A Most Excellent Adventure
"Jana Bibi's Excellent Fortunes" are a treasure that all can enjoy
India is a dreamscape to most people who have never been there. We imagine it as it's been described to us: a land of improbable beauty juxtaposed with hideous poverty. For author Betsy Woodman it takes on more of the form of a distant memory with the colors and edges feathered by the brush of time and the boldest strokes not images, but people and relationships. In fact, she's a New Hampshire native who spent much of her childhood in India in the 1950s when her father was a cultural affairs officer.
In Woodman's wonderful novel "Jana Bibi's Excellent Fortunes," a Scottish woman attempts to claim and restore an inherited home in a small town. She is gradually accepted into the local society of philosopher-shopkeepers and enterprising hangers-on. Their alliance is tested in a mission to save the town from being flooded by greedy developers and callous government officials. Along the way she ignores the pleas of her practical son (and, at points, her own common sense) and overcomes the opposition of Bhandu Sharma, an officious local constable with a penchant for making up new rules and regulations on the spot. Providing comic relief and a stream-of-consciousness commentary is Mr. Ganguly, Bibi's loquacious parrot.
Plot twists are few and far between, but there is delight to be found everywhere in Woodman's descriptions and dialogue.

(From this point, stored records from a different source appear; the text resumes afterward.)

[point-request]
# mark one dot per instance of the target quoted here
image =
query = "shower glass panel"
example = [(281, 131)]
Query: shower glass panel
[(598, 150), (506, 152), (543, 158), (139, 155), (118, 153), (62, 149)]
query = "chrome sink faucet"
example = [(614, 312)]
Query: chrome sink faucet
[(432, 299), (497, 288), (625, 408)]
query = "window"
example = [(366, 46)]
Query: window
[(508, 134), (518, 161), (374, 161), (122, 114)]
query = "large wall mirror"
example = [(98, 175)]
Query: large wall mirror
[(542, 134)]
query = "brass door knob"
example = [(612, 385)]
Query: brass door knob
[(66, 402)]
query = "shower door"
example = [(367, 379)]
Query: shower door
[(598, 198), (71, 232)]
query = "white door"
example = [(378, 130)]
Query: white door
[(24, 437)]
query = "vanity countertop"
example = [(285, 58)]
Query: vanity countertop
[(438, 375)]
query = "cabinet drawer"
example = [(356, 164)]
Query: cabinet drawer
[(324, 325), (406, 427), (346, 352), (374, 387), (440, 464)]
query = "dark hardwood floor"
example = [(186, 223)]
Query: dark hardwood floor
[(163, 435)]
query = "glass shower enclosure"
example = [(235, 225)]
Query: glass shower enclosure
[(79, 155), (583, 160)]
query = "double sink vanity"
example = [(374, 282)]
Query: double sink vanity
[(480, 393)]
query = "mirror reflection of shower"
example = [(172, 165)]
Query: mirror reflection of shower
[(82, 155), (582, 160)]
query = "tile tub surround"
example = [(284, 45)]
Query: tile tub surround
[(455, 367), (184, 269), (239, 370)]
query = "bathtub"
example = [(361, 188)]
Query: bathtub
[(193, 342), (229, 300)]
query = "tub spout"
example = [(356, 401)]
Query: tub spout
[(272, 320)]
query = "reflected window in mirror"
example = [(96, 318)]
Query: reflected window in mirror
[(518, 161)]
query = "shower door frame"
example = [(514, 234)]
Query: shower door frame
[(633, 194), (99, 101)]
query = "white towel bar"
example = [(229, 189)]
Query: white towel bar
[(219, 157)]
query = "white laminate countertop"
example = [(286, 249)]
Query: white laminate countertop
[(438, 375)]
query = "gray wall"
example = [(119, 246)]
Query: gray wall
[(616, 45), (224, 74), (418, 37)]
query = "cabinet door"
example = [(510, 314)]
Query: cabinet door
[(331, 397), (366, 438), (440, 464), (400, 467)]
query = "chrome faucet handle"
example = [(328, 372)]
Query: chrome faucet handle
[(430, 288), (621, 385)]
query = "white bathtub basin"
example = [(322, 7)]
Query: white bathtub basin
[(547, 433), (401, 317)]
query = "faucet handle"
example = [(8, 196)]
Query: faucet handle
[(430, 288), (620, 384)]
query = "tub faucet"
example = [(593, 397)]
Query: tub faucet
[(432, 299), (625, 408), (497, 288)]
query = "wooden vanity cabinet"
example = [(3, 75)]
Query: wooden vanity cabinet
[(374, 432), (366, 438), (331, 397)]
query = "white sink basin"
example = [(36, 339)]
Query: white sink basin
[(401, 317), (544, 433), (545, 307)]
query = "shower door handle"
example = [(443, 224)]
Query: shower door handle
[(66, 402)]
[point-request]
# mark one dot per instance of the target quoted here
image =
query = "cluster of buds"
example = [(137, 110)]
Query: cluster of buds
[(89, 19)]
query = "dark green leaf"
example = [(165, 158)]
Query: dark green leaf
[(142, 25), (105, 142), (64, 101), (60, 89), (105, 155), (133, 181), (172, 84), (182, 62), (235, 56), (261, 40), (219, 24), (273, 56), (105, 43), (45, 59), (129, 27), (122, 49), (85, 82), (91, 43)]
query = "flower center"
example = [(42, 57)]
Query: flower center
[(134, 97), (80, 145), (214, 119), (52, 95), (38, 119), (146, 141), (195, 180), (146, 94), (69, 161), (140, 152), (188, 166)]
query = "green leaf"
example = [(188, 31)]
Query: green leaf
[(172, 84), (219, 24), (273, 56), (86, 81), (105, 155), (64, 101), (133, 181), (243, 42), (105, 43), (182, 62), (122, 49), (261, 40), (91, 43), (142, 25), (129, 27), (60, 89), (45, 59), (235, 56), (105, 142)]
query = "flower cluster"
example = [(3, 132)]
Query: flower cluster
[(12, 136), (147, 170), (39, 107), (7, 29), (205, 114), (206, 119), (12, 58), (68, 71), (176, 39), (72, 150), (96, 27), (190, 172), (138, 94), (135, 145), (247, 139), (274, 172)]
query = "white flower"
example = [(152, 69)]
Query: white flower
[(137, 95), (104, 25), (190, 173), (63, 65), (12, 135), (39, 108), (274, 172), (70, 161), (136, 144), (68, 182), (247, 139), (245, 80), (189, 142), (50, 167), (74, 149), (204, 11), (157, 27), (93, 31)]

"Comparisons are odorous," misspoke Shakespeare's Dogberry, but at least a couple are timely in this instance. Without seeming in the least derivative, Woodman's book calls to mind the movies of Wes Anderson ("Darjeeling Express" and "Moonrise Kingdom") in her reliance on characters to frame the action, and her romanticization-without-sanitization of India can't help but allude to the current hit film "Best Exotic Marigold Hotel." Which is another way of saying this book would make a splendid movie, and readers may find themselves hoping for one just so they don't have to bid namasté and farewell to the special people they have grown to love while reading.
Fortunately, this book is the first of a series for Woodman and her publisher Henry Holt, so we can expect Jana Bibi and Mr. Ganguly to return to our bedside reading tables in due time.For now we say zindabad (long live) Jana Bibi and wish her more excellent fortunes!